Le morceau de roi - de France - de ces visites protocolaires internationales est certainement celle d'un Chef d'Etat, et monarque, dénommé François Mitterand :
Il faut savoir que lorsque le Conseil fédéral organise une visite d'Etat, un volet de cette dernière a lieu dans le canton dont le président est originaire.
C'est ainsi que le président de la Confédération, le Neuchâtelois Pierre Aubert, reçut le président de la République française à Neuchâtel le 15 avril 1983. Je recommande chaudement aux internautes français le chapitre de La Vie de Château, consacré - essentiellement - à cette réception : un régal !
Au sein de la République neuchâteloise, les deux pouvoirs, exécutif et législatif, le Conseil d'Etat et le Grand Conseil, entretiennent dans l'ensemble des relations sans heurts.
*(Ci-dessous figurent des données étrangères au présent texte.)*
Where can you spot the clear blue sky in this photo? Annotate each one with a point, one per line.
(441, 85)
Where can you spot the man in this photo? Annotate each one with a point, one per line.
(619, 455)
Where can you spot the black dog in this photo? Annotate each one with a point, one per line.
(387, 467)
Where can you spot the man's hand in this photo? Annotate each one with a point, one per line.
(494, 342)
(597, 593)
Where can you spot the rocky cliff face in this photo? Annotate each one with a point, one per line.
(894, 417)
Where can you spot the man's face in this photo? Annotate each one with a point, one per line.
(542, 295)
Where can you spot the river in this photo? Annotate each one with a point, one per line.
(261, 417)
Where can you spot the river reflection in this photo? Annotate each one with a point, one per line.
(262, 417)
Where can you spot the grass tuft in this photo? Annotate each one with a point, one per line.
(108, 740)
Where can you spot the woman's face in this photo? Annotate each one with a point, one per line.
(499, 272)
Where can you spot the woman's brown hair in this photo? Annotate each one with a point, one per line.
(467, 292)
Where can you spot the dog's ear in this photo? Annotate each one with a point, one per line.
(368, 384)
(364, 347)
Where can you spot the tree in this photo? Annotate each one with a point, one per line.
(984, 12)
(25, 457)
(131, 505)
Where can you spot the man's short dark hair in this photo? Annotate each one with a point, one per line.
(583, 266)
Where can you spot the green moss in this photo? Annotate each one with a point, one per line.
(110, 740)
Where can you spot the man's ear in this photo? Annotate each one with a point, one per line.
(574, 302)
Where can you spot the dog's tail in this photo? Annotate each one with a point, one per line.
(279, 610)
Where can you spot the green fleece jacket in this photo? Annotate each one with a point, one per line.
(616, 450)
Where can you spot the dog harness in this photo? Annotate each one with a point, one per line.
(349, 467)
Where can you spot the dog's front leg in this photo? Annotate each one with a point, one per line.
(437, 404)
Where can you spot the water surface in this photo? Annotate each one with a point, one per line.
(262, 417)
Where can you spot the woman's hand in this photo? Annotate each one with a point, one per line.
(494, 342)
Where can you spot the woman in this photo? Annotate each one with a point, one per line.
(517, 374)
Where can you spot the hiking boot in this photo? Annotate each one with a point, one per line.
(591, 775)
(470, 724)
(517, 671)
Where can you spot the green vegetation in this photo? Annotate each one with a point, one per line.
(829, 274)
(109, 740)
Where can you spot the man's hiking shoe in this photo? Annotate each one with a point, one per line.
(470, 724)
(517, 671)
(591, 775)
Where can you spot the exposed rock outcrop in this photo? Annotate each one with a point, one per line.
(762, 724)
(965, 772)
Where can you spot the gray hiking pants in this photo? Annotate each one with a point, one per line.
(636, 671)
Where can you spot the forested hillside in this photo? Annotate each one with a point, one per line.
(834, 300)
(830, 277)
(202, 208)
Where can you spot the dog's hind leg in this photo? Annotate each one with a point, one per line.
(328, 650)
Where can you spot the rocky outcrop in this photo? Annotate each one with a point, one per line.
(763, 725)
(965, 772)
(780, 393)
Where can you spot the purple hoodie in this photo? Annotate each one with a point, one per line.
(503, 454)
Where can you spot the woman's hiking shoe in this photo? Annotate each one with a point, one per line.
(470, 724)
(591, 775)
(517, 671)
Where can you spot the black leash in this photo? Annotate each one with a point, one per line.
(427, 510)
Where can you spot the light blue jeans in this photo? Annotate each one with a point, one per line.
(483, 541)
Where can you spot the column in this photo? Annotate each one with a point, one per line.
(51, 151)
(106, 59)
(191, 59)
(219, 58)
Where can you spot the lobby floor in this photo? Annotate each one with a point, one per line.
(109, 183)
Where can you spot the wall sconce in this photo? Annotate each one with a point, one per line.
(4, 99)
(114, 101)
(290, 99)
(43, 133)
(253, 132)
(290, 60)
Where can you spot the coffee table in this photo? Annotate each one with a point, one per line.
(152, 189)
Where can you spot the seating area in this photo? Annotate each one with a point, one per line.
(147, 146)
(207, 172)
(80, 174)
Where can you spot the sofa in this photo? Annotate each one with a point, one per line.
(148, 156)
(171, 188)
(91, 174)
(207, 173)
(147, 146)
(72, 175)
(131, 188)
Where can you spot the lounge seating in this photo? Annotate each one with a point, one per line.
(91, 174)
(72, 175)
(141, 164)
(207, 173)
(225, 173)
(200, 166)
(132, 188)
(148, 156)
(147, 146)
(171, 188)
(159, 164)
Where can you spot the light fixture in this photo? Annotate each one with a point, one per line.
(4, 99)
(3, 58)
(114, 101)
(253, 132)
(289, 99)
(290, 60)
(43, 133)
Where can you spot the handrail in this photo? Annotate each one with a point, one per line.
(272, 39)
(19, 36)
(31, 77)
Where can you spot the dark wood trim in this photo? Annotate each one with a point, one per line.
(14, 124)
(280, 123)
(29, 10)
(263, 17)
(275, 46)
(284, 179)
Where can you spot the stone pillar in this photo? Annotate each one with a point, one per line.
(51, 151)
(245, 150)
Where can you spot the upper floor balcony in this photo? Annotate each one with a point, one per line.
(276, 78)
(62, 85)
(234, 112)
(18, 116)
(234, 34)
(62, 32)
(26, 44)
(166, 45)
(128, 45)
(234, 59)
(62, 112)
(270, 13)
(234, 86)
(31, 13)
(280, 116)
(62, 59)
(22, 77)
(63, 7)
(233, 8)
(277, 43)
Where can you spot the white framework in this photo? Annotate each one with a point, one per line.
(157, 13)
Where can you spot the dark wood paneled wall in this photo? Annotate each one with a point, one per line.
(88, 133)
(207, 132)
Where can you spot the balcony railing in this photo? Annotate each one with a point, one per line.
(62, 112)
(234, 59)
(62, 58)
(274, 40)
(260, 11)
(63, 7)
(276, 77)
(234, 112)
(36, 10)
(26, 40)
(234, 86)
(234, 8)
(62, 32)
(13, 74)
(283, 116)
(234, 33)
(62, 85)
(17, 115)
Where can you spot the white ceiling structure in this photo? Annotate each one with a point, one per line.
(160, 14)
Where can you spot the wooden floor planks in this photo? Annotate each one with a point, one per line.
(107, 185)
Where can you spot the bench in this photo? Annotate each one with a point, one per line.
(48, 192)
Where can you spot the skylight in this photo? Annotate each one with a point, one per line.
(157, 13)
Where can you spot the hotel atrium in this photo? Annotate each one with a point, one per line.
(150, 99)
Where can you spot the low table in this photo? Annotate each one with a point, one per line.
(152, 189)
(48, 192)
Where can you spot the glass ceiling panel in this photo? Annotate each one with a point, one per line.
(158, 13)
Jean-Marie Reber ne relève qu'un cas d'animosité entre deux présidents de ces deux institutions, ce qui nous vaut une anecdote dont l'auteur a le secret. Ce dernier relève également quelques interventions surréalistes, ou poétiques de parlementaires, qui tranchent sur les habituelles, plus ennuyeuses que méchantes.
Dans le dernier chapitre Jean-Marie Reber s'en prend à fleuret moucheté au nouveau sabir non sexiste, inspiré du Guide romand d'aide à la rédaction administrative  et législative épicène, et à ceux qui veulent
changer une société injuste en changeant sa langue.

Sans être aussi mordant que Marc Bonnant qui disait récemment dans Migros Magazine (voir mon article Marc Bonnant nous propose l'inconfort intellectuel ) :
Quel grand avènement pour l'humanité que d'avoir des sapeuses-pompières, des procureuses atrabilaires, de bouffonnes candidates présidentielles et autres cheffes humorales...

Jean-Marie Reber fait un sort définitif à ce sabir en mettant côte à côte un texte de son invention rédigé dans un français classique et le même rédigé dans ce nouveau langage illisible, et que Molière aurait qualifié de ridicule.
Au final, avec ce "traité", Jean-Marie Reber aura réussi à nous rendre le monstre étatique un peu moins froid, sans doute parce qu'au contraire des extrémistes du changement linguistique ce haut fonctionnaire écrit dans une langue classique, limpide et agréable, non dépourvue d'humour et parfois piquante, parce qu'il donne aux protagonistes de tous rangs un visage véritablement humain, et parce qu'au travers des singularités neuchâteloises il atteint à l'universel, ce qui n'est rendu possible que par la recherche de l'authenticité.